Driven by the improvement in the core business EBITDA and the lower financial charges adjusted, FFO reached €16.7 million, an increase of 20.7%, or 46% restated, compared to the first quarter of 2021.

IGD’s financial structure also improved, with the net financial position at €976.3 million in the first quarter of 2022, which brings the Loan-to-Value from the 44.8% posted at the end of 2021 to 44.3% at the end of the quarter.

On 21 April we also repaid the residual amount outstanding on the 7-year bond (coupon 2.65%) of €153,600,000 million. As we have no other significant maturities to refinance before the last quarter of 2023 we decided to wait for more favorable market conditions before issuing the senior green bond that we had contemplated prior to the recent uptick in bond yields and which, however, is still included in our plans in the event different conditions materialize.

On 11 May IGD’s shareholders will receive a dividend of €0.35 per share which provides a significant yield on the stock’s current price.

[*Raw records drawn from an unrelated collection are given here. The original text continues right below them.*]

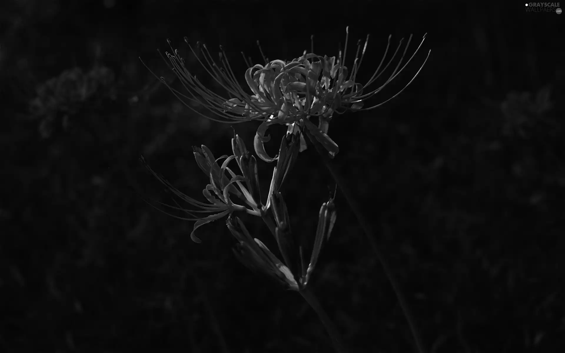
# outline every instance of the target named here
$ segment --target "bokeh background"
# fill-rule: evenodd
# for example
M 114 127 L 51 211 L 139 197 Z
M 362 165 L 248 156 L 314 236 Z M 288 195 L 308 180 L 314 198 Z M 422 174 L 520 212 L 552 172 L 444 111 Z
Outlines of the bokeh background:
M 141 155 L 198 197 L 207 179 L 191 146 L 229 154 L 233 130 L 184 106 L 138 58 L 177 86 L 156 51 L 171 38 L 225 94 L 184 36 L 212 53 L 223 45 L 242 79 L 241 51 L 262 63 L 256 41 L 271 60 L 291 59 L 314 34 L 315 53 L 335 55 L 349 25 L 350 54 L 371 35 L 362 81 L 389 34 L 394 47 L 414 33 L 411 53 L 428 33 L 373 101 L 401 89 L 431 49 L 404 92 L 329 130 L 427 350 L 563 351 L 564 16 L 496 2 L 3 2 L 0 350 L 331 351 L 299 295 L 237 261 L 224 220 L 195 244 L 191 223 L 144 201 L 172 202 Z M 234 127 L 248 147 L 257 125 Z M 274 155 L 282 132 L 271 132 Z M 334 185 L 312 148 L 291 177 L 292 225 L 312 234 Z M 352 351 L 412 351 L 381 268 L 339 193 L 336 202 L 313 290 Z

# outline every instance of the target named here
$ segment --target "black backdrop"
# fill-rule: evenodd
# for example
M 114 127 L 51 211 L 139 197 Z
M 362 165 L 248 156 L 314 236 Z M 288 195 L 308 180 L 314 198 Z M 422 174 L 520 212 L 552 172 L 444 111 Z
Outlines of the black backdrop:
M 233 133 L 183 107 L 138 57 L 172 81 L 155 50 L 169 50 L 169 38 L 218 90 L 184 36 L 212 53 L 223 45 L 242 77 L 241 51 L 262 62 L 257 40 L 271 60 L 290 59 L 314 34 L 314 51 L 332 56 L 347 25 L 350 43 L 371 35 L 362 81 L 389 34 L 395 45 L 414 33 L 415 45 L 428 33 L 406 72 L 374 101 L 407 82 L 431 49 L 412 84 L 379 108 L 334 119 L 330 135 L 428 351 L 565 347 L 565 15 L 490 2 L 1 6 L 3 351 L 329 351 L 299 295 L 237 262 L 223 220 L 200 228 L 195 244 L 191 223 L 136 191 L 170 201 L 140 165 L 143 154 L 198 197 L 206 178 L 191 146 L 229 154 Z M 235 128 L 250 147 L 257 124 Z M 272 154 L 276 145 L 267 145 Z M 333 188 L 312 149 L 301 154 L 285 191 L 295 229 L 314 232 Z M 336 202 L 313 290 L 353 350 L 408 351 L 394 293 L 339 194 Z M 273 246 L 266 228 L 250 228 Z

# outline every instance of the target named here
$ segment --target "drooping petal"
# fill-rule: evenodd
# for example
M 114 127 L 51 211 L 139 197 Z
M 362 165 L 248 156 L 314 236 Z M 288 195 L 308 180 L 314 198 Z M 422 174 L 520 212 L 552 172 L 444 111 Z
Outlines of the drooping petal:
M 198 237 L 196 237 L 196 236 L 194 235 L 194 232 L 196 231 L 197 228 L 206 224 L 206 223 L 210 223 L 210 222 L 215 221 L 217 219 L 220 219 L 220 218 L 221 218 L 224 216 L 225 216 L 229 213 L 229 210 L 226 210 L 224 212 L 217 213 L 216 215 L 211 215 L 210 216 L 208 216 L 208 217 L 205 217 L 202 219 L 196 221 L 196 223 L 194 223 L 194 228 L 193 229 L 192 232 L 190 233 L 190 239 L 192 239 L 192 241 L 194 242 L 195 243 L 199 243 L 202 242 L 202 241 L 200 240 L 200 239 L 199 239 Z
M 329 236 L 336 223 L 336 208 L 333 199 L 330 199 L 328 202 L 324 202 L 320 208 L 318 215 L 318 224 L 316 229 L 316 237 L 312 250 L 312 256 L 310 257 L 310 264 L 306 271 L 306 277 L 303 279 L 305 285 L 307 284 L 312 272 L 316 266 L 320 251 L 324 241 L 329 239 Z
M 328 134 L 325 133 L 321 130 L 318 128 L 315 125 L 314 125 L 310 120 L 307 119 L 305 119 L 302 120 L 304 121 L 306 128 L 308 129 L 308 131 L 312 134 L 314 138 L 320 143 L 322 146 L 328 150 L 329 155 L 333 158 L 336 154 L 340 151 L 340 147 L 337 146 L 335 142 L 333 142 Z

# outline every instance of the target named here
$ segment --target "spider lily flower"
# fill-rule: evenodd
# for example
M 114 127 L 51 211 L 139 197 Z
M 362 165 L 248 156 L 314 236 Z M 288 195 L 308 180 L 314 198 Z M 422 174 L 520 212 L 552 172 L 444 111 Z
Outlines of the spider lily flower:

We believe that the stock market has a positive view of our new Business Plan – built to carry IGD beyond the period of the pandemic, responding to consumers’ new needs – and that it appreciated our ability to respond quickly and effectively to the challenges that arise. The stock reacted in a very positive way to the announcement of the 2021 annual results; results which, moreover, made it possible to propose an attractive dividend and confirm IGD’s equity story.

We hope, therefore, that the economic-financial performance of this first quarter supports this point of view and allows the stock to close the discount, despite the increase of around 20% posted since the beginning of the year, with which it trades against the year-end 2021 EPRA NRV NAV of €10.85.